BRICS'in ortaya çıkışı bu değişimin en bariz örneğidir. Tahminler farklılık gösterse de bazı raporlara göre BRICS ülkeleri ortaklaşa olarak dünya GSYH'sinin neredeyse yarısını üretmekte. Bu rakam G7 ülkelerinin payından çok daha fazla.
Dünyanın GSYİH açısından ilk 10 ülkesi arasında yer alan beş ülke BRICS üyesidir: Çin, Hindistan, Rusya, Brezilya ve gruba yeni üye olan Endonezya, dünyanın yedinci büyük ekonomisi ve dördüncü en kalabalık ülkesi.
Trump istese istemese de, Biden'ın Amerikan emperyalizminin çöküşünü durdurma girişimlerinde kullandığı araçların aynısını kullanacaktır.

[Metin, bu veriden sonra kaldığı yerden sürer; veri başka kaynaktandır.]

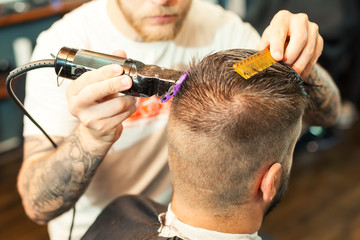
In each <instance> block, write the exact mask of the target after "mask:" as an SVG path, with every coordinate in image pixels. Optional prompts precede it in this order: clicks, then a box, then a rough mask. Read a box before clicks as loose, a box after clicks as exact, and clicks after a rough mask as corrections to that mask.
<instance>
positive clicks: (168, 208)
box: [158, 204, 261, 240]
mask: <svg viewBox="0 0 360 240" xmlns="http://www.w3.org/2000/svg"><path fill="white" fill-rule="evenodd" d="M158 218H159V221H160V228H159V229H158V232H159V237H168V238H169V237H175V236H177V237H179V238H182V239H184V240H190V239H191V240H203V239H207V240H261V238H260V237H259V236H258V234H257V232H255V233H253V234H231V233H222V232H216V231H211V230H206V229H202V228H195V227H192V226H190V225H188V224H185V223H183V222H181V221H180V220H179V219H178V218H177V217H176V216H175V214H174V213H173V212H172V211H171V204H169V206H168V210H167V212H166V213H161V214H159V216H158Z"/></svg>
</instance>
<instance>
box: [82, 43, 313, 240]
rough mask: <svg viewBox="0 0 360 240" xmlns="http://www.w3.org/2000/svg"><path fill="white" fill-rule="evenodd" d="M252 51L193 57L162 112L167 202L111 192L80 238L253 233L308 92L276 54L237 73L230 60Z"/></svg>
mask: <svg viewBox="0 0 360 240" xmlns="http://www.w3.org/2000/svg"><path fill="white" fill-rule="evenodd" d="M254 53H255V51H252V50H241V49H234V50H226V51H222V52H217V53H214V54H211V55H209V56H207V57H205V58H204V59H203V60H201V61H200V62H195V61H194V62H193V63H192V64H191V67H190V68H189V70H188V75H187V77H186V79H185V81H184V82H183V84H182V85H181V88H180V90H179V91H178V92H177V94H176V96H174V98H173V100H172V101H173V102H172V106H171V112H170V119H169V125H168V143H169V148H168V150H169V167H170V172H171V176H172V185H173V196H172V200H171V203H170V204H169V205H168V207H167V208H166V207H165V206H162V205H159V204H157V203H155V202H153V201H151V200H149V199H146V198H145V197H142V196H123V197H119V198H118V199H116V200H114V201H113V202H112V203H111V204H110V205H108V207H107V208H105V209H104V211H103V212H102V213H101V214H100V215H99V216H98V218H97V220H96V221H95V223H94V224H93V225H92V226H91V227H90V229H89V230H88V232H87V233H86V234H85V235H84V237H83V239H159V240H160V239H191V240H198V239H201V240H203V239H207V240H211V239H261V238H260V236H259V235H258V233H257V232H258V230H259V228H260V227H261V224H262V221H263V218H264V215H265V214H266V213H267V212H269V211H270V210H271V209H273V208H274V206H275V205H276V204H277V203H278V202H279V201H280V199H281V197H282V196H283V194H284V191H285V189H286V185H287V182H288V178H289V175H290V169H291V165H292V156H293V151H294V147H295V143H296V142H297V139H298V138H299V135H300V132H301V127H302V116H303V114H304V112H305V111H306V110H307V108H309V106H310V98H309V96H308V95H307V91H306V87H305V86H304V82H303V81H302V79H301V78H300V77H299V75H298V74H297V73H296V72H295V71H294V70H293V69H292V68H291V67H289V66H287V65H286V64H283V63H281V62H278V63H275V64H274V65H273V66H271V67H269V68H268V69H266V70H264V71H262V72H259V73H257V74H256V75H254V76H253V77H251V78H250V79H247V80H246V79H244V78H242V77H241V76H240V75H239V74H238V73H236V72H235V70H234V69H233V67H232V66H233V64H234V63H236V62H238V61H240V60H242V59H244V58H246V57H248V56H250V55H251V54H254ZM129 161H131V159H129Z"/></svg>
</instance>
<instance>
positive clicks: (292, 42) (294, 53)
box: [283, 13, 316, 66]
mask: <svg viewBox="0 0 360 240" xmlns="http://www.w3.org/2000/svg"><path fill="white" fill-rule="evenodd" d="M309 23H310V22H309V19H308V17H307V15H306V14H303V13H299V14H294V15H291V17H290V19H289V22H288V24H289V26H288V27H289V29H288V36H289V40H290V41H289V44H288V45H287V47H286V50H285V54H284V58H283V61H284V62H285V63H286V64H288V65H290V66H292V65H293V64H294V63H295V61H296V60H297V59H298V58H299V57H300V56H301V55H302V53H303V51H304V49H305V48H306V47H307V46H308V44H309V43H312V42H313V41H314V35H313V34H311V32H309V30H310V29H309ZM315 41H316V40H315ZM308 48H309V47H308Z"/></svg>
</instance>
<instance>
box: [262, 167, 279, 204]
mask: <svg viewBox="0 0 360 240" xmlns="http://www.w3.org/2000/svg"><path fill="white" fill-rule="evenodd" d="M281 175H282V167H281V164H280V163H274V164H273V165H271V167H270V168H269V169H268V170H267V171H266V173H265V175H264V176H263V178H262V179H261V184H260V190H261V192H262V194H263V200H264V202H271V201H272V199H273V198H274V196H275V195H276V191H277V190H278V187H279V184H280V179H281Z"/></svg>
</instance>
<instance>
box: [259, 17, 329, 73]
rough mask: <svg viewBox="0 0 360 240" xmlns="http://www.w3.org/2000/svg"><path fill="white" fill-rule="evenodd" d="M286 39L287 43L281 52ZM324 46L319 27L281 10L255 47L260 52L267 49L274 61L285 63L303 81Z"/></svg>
mask: <svg viewBox="0 0 360 240" xmlns="http://www.w3.org/2000/svg"><path fill="white" fill-rule="evenodd" d="M287 37H289V38H290V41H289V44H288V46H287V48H286V51H284V45H285V41H286V39H287ZM323 45H324V42H323V39H322V37H321V36H320V34H319V27H318V25H317V24H315V23H313V22H310V21H309V19H308V16H307V15H306V14H303V13H299V14H293V13H290V12H289V11H286V10H281V11H279V12H278V13H277V14H276V15H275V16H274V18H273V19H272V20H271V22H270V25H269V26H268V27H267V28H266V29H265V31H264V33H263V35H262V37H261V41H260V43H259V44H258V46H257V48H258V49H259V50H263V49H265V48H266V47H268V46H270V52H271V56H272V57H273V58H274V59H275V60H276V61H283V62H285V63H286V64H288V65H290V66H292V68H293V69H294V70H295V71H296V72H297V73H299V74H300V75H301V77H303V78H306V77H307V76H308V75H309V73H310V72H311V70H312V68H313V67H314V66H315V64H316V62H317V60H318V58H319V57H320V55H321V52H322V50H323Z"/></svg>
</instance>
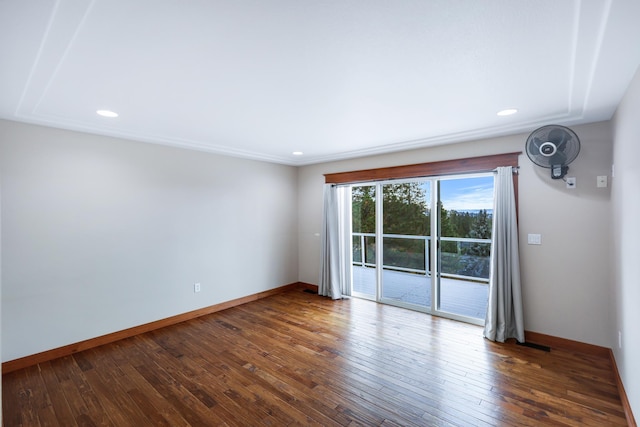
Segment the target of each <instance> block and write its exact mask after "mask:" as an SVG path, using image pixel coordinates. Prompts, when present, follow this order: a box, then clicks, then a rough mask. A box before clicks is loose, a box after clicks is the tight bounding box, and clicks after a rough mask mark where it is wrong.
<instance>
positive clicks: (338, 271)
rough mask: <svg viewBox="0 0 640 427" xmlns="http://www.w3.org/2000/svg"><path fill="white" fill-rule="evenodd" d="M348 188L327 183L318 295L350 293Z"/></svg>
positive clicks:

Ukrayna savaşı ABD için bir dönüm noktasıydı. Bu savaş, Batı'nın savaş başlatma ve kazanma yeteneğini ciddi biçimde azaltırken gücünün kağıttan kaplan olduğunu ortaya çıkardı.
Bu durumda Amerikan emperyalizminin rakipleri, güç dengesini kendi lehine çevirme fırsatı bulacaktır. Er ya da geç Amerikan emperyalizmi bir "süper güç" olmadığı gerçeğiyle yüzleşmek zorunda kalacak. Trump'ın "Amerika Kalesi" yaklaşımı da, ABD'nin sorunlarına yenilerini ekleyebilir ve ülkenin krizden çıkmasına yardımcı olmayacaktır.